Herméneutique du soupçon

Les réécritures de L’autre Parole mettent en place une lecture suspicieuse des textes bibliques. La féminisation de ces textes modifie la portée androcentrique du langage symbolique et rend possible la présence des femmes à l’intérieur de ces récits.

Par exemple, dans Matthieu 16,13-16, Pierre reconnait en Jésus le Fils de Dieu, toutes les phrases de ce récit évoquent un univers identitaire masculin : « Au dire des hommes, qui est le Fils de l’homme ? ».2 Tandis que dans la réécriture correspondante, les femmes de la collective s’identifient à la condition de disciples de Jésus-Christ, mais aussi à la communauté croyante qu’elles nomment Ekklésia.

Herméneutique du souvenir

La collective se souvient de l’histoire des femmes de différentes manières, mais une seule réécriture, celle de Marc 1,16-20 ; 2,14-17 où Jésus appelle des hommes à le suivre, fait explicitement mémoire du passé historique des femmes chrétiennes. « Le soir, à table, chez Livia, ces femmes et quelques autres, la Samaritaine, Marie-Madeleine, la Cananéenne se joignirent au groupe ».3

Herméneutique de la proclamation

Les femmes de L’autre Parole (L’AP) portent un jugement éthique sur le canon des Écritures et sur son interprétation. Deux réécritures utilisent le critère d’évaluation de Schüssler Fiorenza. Celle du Credo de Nicée qui rejette le caractère androcentrique du texte d’origine et celle de L’Exode 1 qui articule l’appropriation des accents libérateurs du texte biblique à partir de la transposition des expériences d’oppression et de libération des protagonistes (Roi et peuple d’Israël /femmes de L’AP et clergé). Conscientes de l’invisibilité et de l’infériorisation des femmes, L’autre Parole s’inspire des critères d’évaluation de Schüssler Fiorenza pour travailler à une herméneutique qui vise à libérer la vie et la parole des femmes de l’exclusion patriarcale.
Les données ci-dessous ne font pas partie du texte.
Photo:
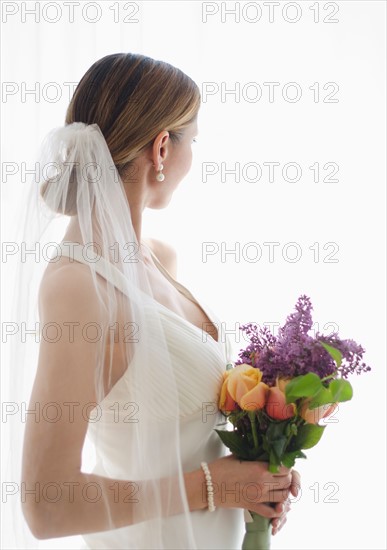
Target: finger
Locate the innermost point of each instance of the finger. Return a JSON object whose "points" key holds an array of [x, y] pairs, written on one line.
{"points": [[265, 510], [276, 496], [279, 526]]}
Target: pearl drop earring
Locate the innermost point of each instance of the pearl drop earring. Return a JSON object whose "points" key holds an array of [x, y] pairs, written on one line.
{"points": [[160, 176]]}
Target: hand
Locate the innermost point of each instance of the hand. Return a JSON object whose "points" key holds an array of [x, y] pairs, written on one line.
{"points": [[249, 485], [278, 522]]}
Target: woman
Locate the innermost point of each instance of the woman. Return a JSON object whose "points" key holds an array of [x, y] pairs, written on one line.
{"points": [[130, 368]]}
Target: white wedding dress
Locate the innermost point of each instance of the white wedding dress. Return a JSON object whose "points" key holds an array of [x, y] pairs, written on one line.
{"points": [[199, 362]]}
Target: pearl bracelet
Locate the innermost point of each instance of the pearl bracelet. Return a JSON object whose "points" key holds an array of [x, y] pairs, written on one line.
{"points": [[210, 487]]}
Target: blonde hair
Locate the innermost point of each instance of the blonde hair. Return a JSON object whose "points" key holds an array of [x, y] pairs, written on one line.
{"points": [[132, 98]]}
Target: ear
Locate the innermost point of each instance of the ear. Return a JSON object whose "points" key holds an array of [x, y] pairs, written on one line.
{"points": [[160, 148]]}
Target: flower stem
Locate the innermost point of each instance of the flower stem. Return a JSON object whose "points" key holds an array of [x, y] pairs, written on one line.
{"points": [[253, 419]]}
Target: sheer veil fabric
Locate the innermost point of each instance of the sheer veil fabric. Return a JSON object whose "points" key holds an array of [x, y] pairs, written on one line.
{"points": [[79, 176]]}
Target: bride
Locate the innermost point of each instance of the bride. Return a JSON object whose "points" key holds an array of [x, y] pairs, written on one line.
{"points": [[137, 362]]}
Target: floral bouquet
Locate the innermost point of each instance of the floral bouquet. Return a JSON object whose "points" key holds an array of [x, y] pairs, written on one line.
{"points": [[277, 393]]}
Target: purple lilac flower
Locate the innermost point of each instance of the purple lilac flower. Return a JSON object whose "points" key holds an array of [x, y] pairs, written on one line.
{"points": [[293, 352]]}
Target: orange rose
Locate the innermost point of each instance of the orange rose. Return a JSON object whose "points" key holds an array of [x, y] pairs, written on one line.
{"points": [[242, 385], [313, 416], [276, 406]]}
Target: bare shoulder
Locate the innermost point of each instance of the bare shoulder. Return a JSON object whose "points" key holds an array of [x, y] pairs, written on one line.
{"points": [[165, 253], [67, 286]]}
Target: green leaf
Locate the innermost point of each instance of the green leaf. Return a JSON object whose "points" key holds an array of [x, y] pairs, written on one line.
{"points": [[333, 352], [308, 436], [278, 446], [341, 390], [289, 458], [235, 443], [322, 397], [302, 386]]}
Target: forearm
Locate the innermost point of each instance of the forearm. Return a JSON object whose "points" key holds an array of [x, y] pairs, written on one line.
{"points": [[90, 503]]}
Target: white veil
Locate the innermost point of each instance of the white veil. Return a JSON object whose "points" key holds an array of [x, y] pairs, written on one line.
{"points": [[78, 176]]}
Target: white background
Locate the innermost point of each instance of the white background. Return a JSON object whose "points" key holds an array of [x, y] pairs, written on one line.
{"points": [[350, 132]]}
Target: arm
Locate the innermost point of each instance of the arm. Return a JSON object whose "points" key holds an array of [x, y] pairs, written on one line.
{"points": [[52, 452]]}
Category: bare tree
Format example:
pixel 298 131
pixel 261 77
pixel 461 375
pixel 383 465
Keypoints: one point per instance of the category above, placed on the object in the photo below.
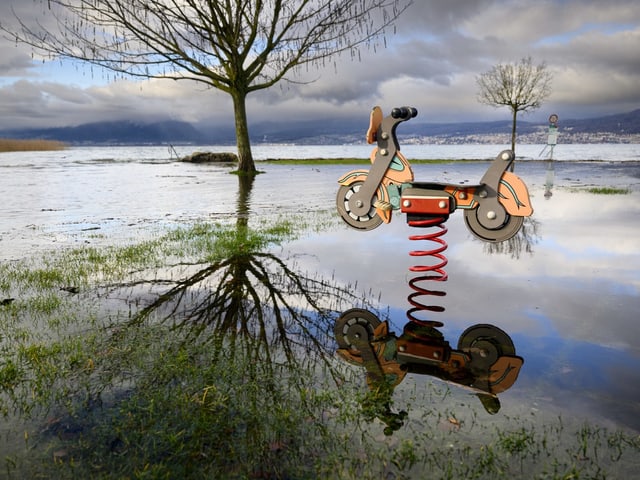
pixel 236 46
pixel 520 86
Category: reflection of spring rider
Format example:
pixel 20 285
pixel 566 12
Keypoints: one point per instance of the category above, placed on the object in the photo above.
pixel 485 360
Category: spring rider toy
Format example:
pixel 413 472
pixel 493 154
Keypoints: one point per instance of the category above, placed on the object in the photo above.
pixel 485 359
pixel 494 209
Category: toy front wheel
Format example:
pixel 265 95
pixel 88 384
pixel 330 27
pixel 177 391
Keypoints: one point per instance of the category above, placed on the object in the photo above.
pixel 369 221
pixel 355 326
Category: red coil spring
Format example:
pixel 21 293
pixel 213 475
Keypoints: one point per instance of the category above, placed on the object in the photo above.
pixel 434 272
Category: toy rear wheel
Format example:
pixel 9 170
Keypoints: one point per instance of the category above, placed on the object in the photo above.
pixel 485 344
pixel 508 229
pixel 354 326
pixel 369 221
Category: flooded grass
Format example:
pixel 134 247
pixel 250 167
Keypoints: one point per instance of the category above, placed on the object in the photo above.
pixel 609 191
pixel 98 384
pixel 16 145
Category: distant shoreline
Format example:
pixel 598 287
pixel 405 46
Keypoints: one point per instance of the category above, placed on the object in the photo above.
pixel 32 145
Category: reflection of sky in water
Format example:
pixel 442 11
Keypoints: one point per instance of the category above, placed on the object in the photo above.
pixel 571 306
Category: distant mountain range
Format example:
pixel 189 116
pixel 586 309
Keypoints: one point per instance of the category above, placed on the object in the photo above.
pixel 623 127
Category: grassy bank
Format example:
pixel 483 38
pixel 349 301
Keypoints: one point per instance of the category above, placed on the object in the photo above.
pixel 14 145
pixel 355 161
pixel 201 354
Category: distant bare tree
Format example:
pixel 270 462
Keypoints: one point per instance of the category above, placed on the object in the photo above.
pixel 236 46
pixel 520 86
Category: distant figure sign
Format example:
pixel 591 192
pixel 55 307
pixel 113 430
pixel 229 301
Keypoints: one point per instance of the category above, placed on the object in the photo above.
pixel 552 139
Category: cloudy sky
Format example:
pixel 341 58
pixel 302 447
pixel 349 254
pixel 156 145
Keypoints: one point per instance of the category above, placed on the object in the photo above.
pixel 591 47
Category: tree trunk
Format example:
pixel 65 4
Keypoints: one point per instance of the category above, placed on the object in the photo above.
pixel 245 158
pixel 513 131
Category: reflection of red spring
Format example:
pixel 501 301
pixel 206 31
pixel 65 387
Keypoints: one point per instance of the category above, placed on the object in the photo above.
pixel 435 271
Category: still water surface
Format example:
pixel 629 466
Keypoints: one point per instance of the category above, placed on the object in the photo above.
pixel 569 297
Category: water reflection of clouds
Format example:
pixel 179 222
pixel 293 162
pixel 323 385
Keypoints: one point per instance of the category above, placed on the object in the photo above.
pixel 582 275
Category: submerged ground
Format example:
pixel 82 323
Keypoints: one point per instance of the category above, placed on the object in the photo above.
pixel 163 320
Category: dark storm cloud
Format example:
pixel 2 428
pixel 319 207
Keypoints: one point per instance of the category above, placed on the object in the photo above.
pixel 430 61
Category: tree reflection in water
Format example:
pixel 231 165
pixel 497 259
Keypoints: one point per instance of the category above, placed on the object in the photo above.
pixel 248 340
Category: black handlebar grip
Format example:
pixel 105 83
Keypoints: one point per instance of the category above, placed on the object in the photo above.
pixel 404 113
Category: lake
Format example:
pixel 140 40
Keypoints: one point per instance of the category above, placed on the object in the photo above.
pixel 568 296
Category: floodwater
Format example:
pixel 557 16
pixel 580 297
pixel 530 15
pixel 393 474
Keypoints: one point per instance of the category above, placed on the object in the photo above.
pixel 567 294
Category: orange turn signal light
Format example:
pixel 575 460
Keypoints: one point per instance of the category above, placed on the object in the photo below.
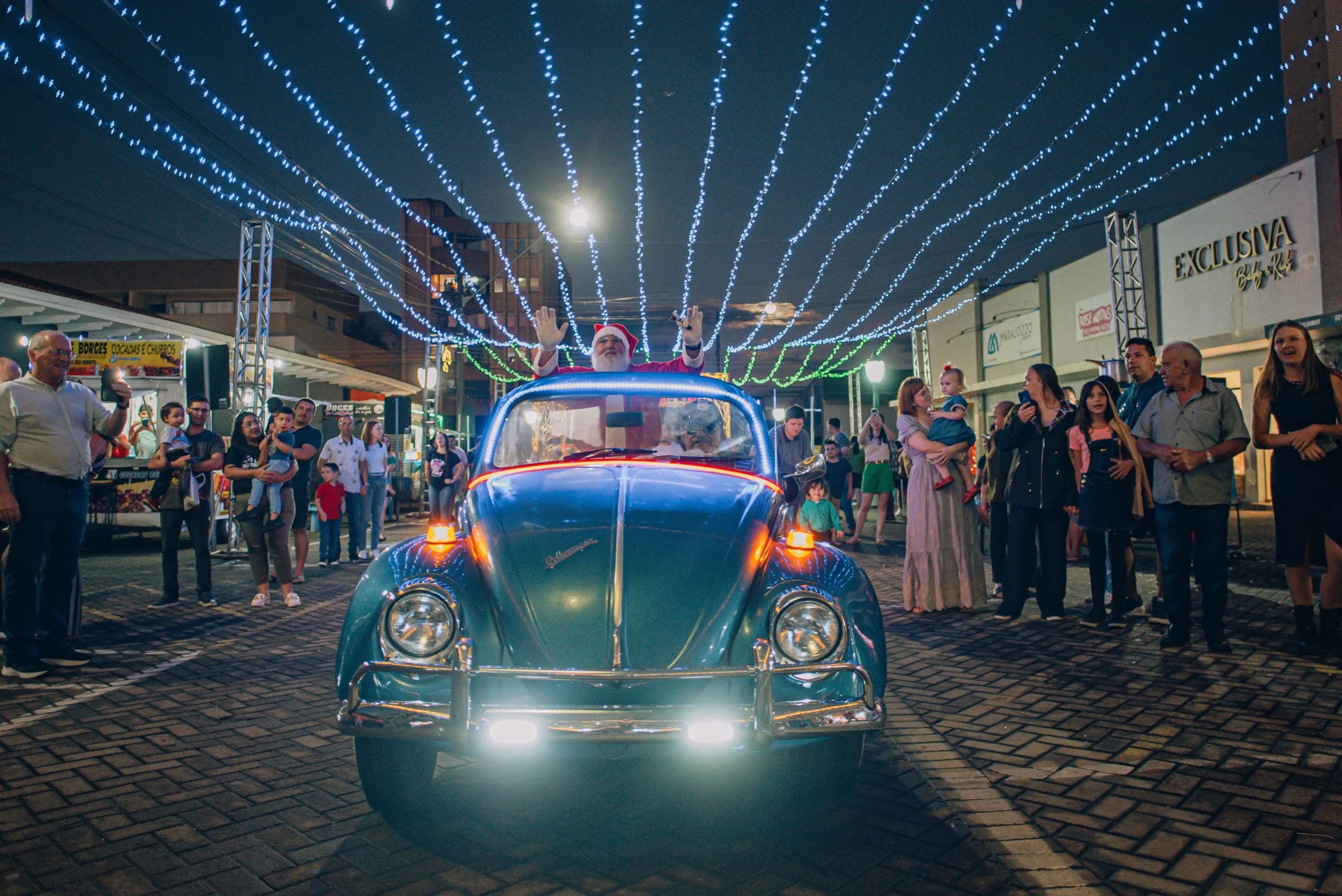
pixel 440 534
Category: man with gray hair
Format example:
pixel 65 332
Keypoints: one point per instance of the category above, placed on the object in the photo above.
pixel 46 423
pixel 1194 428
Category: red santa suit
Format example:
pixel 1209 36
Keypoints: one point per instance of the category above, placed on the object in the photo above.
pixel 685 364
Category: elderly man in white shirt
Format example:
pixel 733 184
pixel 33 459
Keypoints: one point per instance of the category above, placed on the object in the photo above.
pixel 348 454
pixel 46 423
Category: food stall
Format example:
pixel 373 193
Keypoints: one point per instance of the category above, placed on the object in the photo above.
pixel 154 371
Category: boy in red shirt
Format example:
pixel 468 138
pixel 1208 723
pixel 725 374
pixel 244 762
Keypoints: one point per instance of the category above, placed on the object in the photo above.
pixel 331 503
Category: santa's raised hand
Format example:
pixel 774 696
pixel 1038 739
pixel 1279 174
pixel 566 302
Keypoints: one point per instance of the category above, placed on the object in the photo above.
pixel 547 333
pixel 691 329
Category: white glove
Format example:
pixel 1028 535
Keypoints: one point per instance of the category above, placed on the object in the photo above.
pixel 547 333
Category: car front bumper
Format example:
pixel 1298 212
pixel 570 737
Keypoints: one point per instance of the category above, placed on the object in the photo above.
pixel 461 722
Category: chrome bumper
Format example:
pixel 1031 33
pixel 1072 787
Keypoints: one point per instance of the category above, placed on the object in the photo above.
pixel 458 721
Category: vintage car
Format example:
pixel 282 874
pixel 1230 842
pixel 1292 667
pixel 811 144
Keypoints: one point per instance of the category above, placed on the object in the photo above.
pixel 622 576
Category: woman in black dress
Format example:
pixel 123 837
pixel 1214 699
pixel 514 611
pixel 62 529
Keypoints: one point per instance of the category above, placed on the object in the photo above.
pixel 1305 396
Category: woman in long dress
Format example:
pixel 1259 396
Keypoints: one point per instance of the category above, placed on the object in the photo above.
pixel 943 566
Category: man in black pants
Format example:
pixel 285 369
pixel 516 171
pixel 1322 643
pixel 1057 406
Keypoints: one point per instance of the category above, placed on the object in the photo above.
pixel 207 454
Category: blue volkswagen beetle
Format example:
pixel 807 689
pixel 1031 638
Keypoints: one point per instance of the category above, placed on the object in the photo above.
pixel 622 576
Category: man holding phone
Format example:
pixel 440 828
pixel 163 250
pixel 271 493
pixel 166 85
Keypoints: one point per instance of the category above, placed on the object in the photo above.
pixel 46 423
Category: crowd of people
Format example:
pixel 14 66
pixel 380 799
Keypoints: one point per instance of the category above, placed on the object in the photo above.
pixel 56 433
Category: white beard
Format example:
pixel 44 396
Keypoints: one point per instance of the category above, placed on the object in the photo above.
pixel 605 364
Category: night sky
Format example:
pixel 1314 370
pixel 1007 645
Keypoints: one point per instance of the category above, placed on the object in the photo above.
pixel 68 191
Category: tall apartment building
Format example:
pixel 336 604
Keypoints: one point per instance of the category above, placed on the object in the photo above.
pixel 1312 54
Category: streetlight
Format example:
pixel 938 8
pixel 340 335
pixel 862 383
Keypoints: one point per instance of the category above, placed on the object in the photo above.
pixel 875 371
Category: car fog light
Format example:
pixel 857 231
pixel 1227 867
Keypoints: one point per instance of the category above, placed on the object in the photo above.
pixel 712 731
pixel 513 731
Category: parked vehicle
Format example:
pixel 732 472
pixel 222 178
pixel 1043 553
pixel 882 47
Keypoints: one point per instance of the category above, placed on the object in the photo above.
pixel 623 569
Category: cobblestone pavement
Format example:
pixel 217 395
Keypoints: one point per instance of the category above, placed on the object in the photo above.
pixel 198 755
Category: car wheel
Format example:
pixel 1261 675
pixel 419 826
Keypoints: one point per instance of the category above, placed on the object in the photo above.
pixel 396 774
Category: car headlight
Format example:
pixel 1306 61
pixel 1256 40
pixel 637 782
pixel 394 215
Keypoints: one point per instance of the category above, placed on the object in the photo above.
pixel 420 624
pixel 807 631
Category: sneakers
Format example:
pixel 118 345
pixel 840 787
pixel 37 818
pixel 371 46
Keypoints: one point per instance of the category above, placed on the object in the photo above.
pixel 25 667
pixel 65 656
pixel 1156 612
pixel 1094 619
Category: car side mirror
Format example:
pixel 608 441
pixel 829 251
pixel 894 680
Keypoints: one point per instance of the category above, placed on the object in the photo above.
pixel 623 419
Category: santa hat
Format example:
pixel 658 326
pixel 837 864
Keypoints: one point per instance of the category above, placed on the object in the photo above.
pixel 618 329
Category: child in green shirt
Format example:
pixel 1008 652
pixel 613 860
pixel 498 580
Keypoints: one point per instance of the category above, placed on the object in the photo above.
pixel 818 514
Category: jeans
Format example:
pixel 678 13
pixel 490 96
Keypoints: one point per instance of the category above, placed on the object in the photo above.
pixel 1024 525
pixel 329 548
pixel 41 569
pixel 355 505
pixel 998 530
pixel 272 490
pixel 1117 557
pixel 270 549
pixel 198 529
pixel 440 502
pixel 371 509
pixel 1194 534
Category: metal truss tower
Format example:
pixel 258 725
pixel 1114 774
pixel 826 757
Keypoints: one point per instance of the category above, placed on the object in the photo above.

Herméneutique de l’imagination

L’herméneutique de l’imagination soutient une affirmation religieuse des femmes affranchie des aprioris sexistes et misogynes qui conditionnent leur expérience dans l’Église. Les réécritures qui révèlent une meilleure utilisation de cette herméneutique sont celles qui transposent et actualisent l’expérience des personnages féminins des textes bibliques (Luc 1,39-56, La Visitation 1 et Marc 16,1-9, Les femmes au tombeau).

Conclusion

Tout au long de cet article, j’ai présenté dans le cadre théorique et dans la méthodologie les conclusions qui s’y rapportaient. En terminant, j’ajouterais que le point déterminant de ce mémoire est d’être en mesure d’affirmer que le travail de réécriture de L’autre Parole produit une forme de transmission à partir d’éléments alternatifs qui traduisent la créativité et la soif de liberté des femmes de cette collective.

BIBLIOGRAPHIE

Collective. (1997). « Célébration d’une Ekklésia manifeste. » L’autre Parole : Colloque du 20e anniversaire Une EKKLÈSIA manifeste, 72 (hiver), 64-78. Récupéré de http://www.lautreparole.org/revues/72

Collective. (1998-1999). « Tisserandes de Dieu dans le monde. » L’autre Parole : « Tisseuses » de solidarité un métier planétaire, 80 (hiver), 20-33. Récupéré de http://www.lautreparole.org/revues/80

Delteil, Gérard. (2004). « Hâte-toi de transmettre. » Évangile et liberté : La transmission, (183). Récupéré de http://www.evangile-et-liberte.net/elements/numeros/183/article9.html

Laborie, Françoise. (2004).  « Transmission intergénérationnelle. » Dans H. Hirata, F. Laborie, H. Le Doaré, et D. Senotier (dir.), Dictionnaire critique du féminisme, (2e Édition, p. 239-243). Paris : PUF.

Schüssler Fiorenza, Elisabeth. (1986). En mémoire d’elle. Essai de reconstruction des origines chrétiennes selon la théologie féministe. Paris : Cerf.